Barbara Cooney; Children’s Author

From Times Staff and Wire Reports

Children’s author and illustrator Barbara Cooney, whose works received a National Book Award and two Caldecott Medals, has died. She was 83.

Cooney’s career, mostly as an illustrator, spanned 60 years and 110 books, including “Basket Moon” published last September. Cooney, whose home and studio, Hermit’s Wood, was in the coastal town of Damariscotta, died Friday at Maine Medical Center after a long illness.

“She was a star of children’s publishing throughout the United States, and I doubt that there is a school library or public library in which she is not represented,” said Tim Moses, spokesman for her publisher, Viking Children’s Books. “We’re going to miss her very much.”

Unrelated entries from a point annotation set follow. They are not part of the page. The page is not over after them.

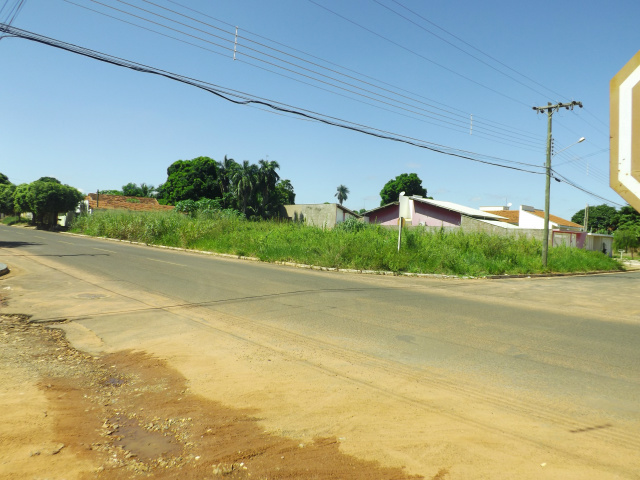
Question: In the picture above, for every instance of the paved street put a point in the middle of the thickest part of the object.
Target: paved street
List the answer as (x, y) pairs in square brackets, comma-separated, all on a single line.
[(488, 379)]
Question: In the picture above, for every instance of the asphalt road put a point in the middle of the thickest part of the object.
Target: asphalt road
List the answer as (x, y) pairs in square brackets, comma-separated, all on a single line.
[(557, 359)]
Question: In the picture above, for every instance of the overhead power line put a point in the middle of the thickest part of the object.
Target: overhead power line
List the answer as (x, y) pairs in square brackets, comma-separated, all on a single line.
[(474, 48), (241, 98), (419, 55), (405, 103)]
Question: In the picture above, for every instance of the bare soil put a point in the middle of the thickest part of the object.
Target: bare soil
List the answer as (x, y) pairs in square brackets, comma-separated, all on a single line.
[(127, 415)]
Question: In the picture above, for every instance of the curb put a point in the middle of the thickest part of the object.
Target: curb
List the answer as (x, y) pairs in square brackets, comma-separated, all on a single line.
[(363, 272)]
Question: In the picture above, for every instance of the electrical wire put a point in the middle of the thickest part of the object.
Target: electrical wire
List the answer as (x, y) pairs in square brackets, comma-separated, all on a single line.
[(245, 99), (490, 132), (477, 49), (574, 185), (242, 98), (419, 55), (453, 45), (447, 108), (402, 104)]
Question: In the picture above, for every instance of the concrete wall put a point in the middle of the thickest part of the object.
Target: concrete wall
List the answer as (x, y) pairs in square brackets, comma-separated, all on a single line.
[(529, 220), (596, 243), (324, 215), (433, 216), (387, 216)]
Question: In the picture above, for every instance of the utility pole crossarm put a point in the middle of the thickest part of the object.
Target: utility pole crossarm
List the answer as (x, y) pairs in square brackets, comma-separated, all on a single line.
[(550, 109), (554, 108)]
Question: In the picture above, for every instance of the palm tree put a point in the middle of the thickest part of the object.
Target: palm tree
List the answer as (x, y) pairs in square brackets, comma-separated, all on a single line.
[(225, 173), (244, 180), (268, 178), (342, 193)]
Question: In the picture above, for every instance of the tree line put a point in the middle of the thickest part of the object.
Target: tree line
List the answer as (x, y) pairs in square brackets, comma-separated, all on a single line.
[(256, 190), (624, 224), (44, 198)]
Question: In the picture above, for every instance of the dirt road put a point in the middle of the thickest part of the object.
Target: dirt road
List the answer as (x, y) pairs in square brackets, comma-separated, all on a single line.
[(139, 385)]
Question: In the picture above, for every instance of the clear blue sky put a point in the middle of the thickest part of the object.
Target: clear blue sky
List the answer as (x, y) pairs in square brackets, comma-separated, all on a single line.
[(98, 126)]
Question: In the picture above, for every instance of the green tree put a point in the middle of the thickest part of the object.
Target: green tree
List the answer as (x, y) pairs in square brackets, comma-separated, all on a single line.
[(341, 193), (245, 179), (21, 198), (602, 218), (284, 193), (133, 190), (191, 180), (625, 239), (409, 183), (49, 179), (7, 191), (268, 177), (45, 198), (628, 217)]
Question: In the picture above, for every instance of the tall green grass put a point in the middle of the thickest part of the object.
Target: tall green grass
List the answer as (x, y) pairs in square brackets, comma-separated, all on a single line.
[(365, 247)]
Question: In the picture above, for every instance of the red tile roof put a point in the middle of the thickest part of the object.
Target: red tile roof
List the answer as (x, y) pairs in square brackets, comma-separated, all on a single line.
[(119, 202), (513, 217)]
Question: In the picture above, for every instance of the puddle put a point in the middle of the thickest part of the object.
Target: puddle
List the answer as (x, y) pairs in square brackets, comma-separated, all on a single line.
[(91, 296), (144, 444), (114, 382)]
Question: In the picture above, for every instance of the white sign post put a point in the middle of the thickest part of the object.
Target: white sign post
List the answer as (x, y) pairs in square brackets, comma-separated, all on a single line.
[(624, 163), (404, 212)]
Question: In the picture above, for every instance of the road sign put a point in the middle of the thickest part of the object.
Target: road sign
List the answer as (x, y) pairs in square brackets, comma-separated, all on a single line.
[(624, 163)]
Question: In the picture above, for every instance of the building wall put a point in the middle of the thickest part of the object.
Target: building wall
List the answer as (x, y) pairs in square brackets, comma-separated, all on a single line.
[(385, 216), (597, 242), (529, 220), (433, 216), (470, 224)]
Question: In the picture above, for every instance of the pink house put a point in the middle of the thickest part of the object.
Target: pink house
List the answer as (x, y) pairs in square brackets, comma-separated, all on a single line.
[(430, 213)]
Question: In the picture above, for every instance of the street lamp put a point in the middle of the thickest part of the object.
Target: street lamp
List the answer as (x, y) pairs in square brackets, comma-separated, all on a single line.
[(549, 110), (579, 141), (545, 244)]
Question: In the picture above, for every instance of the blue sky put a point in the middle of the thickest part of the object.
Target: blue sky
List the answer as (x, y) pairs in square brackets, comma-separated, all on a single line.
[(415, 69)]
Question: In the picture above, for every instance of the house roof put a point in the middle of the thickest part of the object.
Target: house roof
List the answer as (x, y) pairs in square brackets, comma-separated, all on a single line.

Cooney’s first book was published in 1940. She won the Caldecott Medal, the highest U.S. honor for a children’s book illustrator, in 1959 for “Chanticleer and the Fox.” The book was Cooney’s adaptation of a story from Geoffrey Chaucer’s “The Canterbury Tales.”

Her illustrations for Donald Hall’s “Ox-Cart Man” garnered another Caldecott in 1980. “Miss Rumphius,” published in 1982, was designated one of the New York Times’ 10 best illustrated books of the year and received the next year’s National Book Award for children’s picture books. Her alma mater, Smith College, also awarded her a medal for her life’s work.


The Brooklyn-born Cooney was familiar with Maine from childhood visits to her grandmother, and moved there 17 years ago. Many of her books focused on the culture, history and society of Maine.

Three years ago, impatient for her adopted town to raise funds for a new library, she donated $850,000 and challenged Damariscotta to raise the rest. Although most of her philanthropy was done quietly, Cooney announced that gift to encourage others to support local libraries across the country.

Her generosity prompted Maine Gov. Angus King to name Cooney an official state treasure and declare Barbara Cooney Day in 1996.

Cooney had worked until nearly the end of her life, and told the Horn Book magazine only a few years ago: “I’ve done my best work, been the happiest with it, the last 12 years. That’s very encouraging.”

Divorced after a brief marriage to author Guy Murchie, Cooney is survived by her second husband, Dr. Charles Talbot Porter, four children, three grandchildren and one great-grandchild.